Though payments aren’t due during the grace period, interest accrues, potentially delaying grads in their journey to becoming debt free.
“I tell them to work right away and start paying down the loans.” It can be difficult to do, but Hinckley assures them that focusing on debt payoff will pay dividends down the line.
To get in the right money mindset, Hinckley also encourages soon-to-be grads to identify their “personal luxuries,” and cut all of the rest. “As I was beefing up my financial education, one thing that really resonated with me is the idea that you can have anything you want, you just can’t have everything you want.”
For Hinckley, this meant treating himself to the occasional local vacation while he was paying off his student loans, while simultaneously eliminating most other discretionary spending.
To give himself the opportunity to splurge, Hinckley took on a part-time job (a “side hustle”) at a retail pharmacy; this extra income went toward travel experiences. The second job increased his weekly workload, but gave him the extra income he needed to have some money for fun during a time when the majority of his income went to loans.
Although it was far from easy, Hinckley maintained a positive attitude throughout his debt payoff journey. To make it work, he led a minimalist lifestyle by partaking in free activities, avoiding eating out at restaurants, and forgoing monthly subscription services such as Netflix.
Having grown up with a single mother and six siblings, Hinckley says that he was used to doing without “luxuries.” Making his financial situation better than the one where he was raised and removing the emotional burden of debt from his life has been the underlying motivation for all of the hard work in his life, from getting into a rigorous graduate school program, to working while in graduate school, to having a side hustle at a retail pharmacy, to sacrificing some material comforts so that he could pay back his student loans as fast as possible.
That said, Hinckley also acknowledges that not everyone will have a high income out of graduate school, and that this was a large factor in being able to pay his loans off in just three years.

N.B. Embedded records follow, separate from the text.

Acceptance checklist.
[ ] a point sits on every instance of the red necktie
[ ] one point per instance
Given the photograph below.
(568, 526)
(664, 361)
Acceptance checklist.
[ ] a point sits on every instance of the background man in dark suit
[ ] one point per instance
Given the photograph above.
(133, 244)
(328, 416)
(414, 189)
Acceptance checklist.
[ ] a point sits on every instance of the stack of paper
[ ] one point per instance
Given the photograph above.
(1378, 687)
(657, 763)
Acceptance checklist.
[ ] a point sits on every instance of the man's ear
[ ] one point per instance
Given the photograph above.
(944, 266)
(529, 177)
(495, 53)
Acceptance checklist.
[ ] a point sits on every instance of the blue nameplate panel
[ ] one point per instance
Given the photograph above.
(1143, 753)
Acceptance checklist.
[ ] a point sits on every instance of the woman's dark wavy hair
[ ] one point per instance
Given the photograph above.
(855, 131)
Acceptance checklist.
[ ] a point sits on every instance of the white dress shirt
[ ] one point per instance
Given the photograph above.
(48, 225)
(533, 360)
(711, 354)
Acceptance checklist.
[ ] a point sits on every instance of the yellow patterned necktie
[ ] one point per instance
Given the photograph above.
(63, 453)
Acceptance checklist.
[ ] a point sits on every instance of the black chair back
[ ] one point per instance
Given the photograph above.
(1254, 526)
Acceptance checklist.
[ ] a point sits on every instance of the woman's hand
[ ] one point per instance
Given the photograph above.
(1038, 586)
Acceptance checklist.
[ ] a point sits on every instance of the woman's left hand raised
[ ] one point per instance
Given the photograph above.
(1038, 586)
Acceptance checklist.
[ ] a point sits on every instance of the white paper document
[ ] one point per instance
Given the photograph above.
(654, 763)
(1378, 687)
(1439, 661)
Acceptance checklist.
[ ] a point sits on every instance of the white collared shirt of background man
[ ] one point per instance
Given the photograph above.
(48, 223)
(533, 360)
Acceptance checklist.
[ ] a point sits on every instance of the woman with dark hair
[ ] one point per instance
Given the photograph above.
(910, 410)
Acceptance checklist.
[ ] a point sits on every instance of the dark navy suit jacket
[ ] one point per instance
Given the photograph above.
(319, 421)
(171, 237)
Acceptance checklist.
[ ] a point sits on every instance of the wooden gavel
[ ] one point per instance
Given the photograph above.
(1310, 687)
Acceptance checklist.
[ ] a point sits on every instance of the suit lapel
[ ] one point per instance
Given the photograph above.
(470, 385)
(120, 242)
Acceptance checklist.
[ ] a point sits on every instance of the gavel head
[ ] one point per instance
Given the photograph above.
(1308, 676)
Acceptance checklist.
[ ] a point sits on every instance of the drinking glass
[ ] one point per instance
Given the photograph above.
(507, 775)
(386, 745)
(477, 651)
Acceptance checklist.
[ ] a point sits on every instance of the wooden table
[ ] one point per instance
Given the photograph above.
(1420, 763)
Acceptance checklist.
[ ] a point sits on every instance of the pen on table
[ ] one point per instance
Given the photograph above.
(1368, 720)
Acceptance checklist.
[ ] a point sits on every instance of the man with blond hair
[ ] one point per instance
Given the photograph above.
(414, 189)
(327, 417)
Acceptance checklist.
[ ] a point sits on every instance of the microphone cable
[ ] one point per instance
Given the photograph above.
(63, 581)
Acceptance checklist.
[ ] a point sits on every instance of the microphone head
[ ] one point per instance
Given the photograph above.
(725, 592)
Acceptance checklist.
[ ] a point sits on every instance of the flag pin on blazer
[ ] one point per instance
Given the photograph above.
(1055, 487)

When asked if he would have done anything differently, Hinckley responds that he’d “refinance his loans earlier.” Having waited a year before refinancing his own student loans, he now tells other student loan debtholders to “refinance early and as often as you can, because lowering your interest rate makes a huge difference when the numbers [size of loans] are that big.”
Hinckley refinanced twice, the second time using CommonBond. Ultimately, this brought his loans from a 6.2 percent interest rate down to a 3 percent rate. Though he doesn’t have the exact figures, he estimates that with the refinancing alone, he saved himself around $18,000 in interest payments.
He saved himself even more money by paying more than the minimum every month.
It would be an understatement to say that Hinckley has been enjoying his extra income since paying off his loans last December. With the money that used to be earmarked for debt payoff, he’s now able to prioritize other financial goals like “attacking his mortgage payment” (he hopes to have it paid off in seven years) and aggressively saving for retirement.
Hinckley is on track to be financially independent long before the standard retirement date of 67. He’s lined up six international trips in the last year, including 2018’s Impact Action Trip to Ghana with CommonBond.
Perhaps most importantly, Hinckley loves his job and believes that the journey—six figures’ worth of student loans and all—has been completely worth it.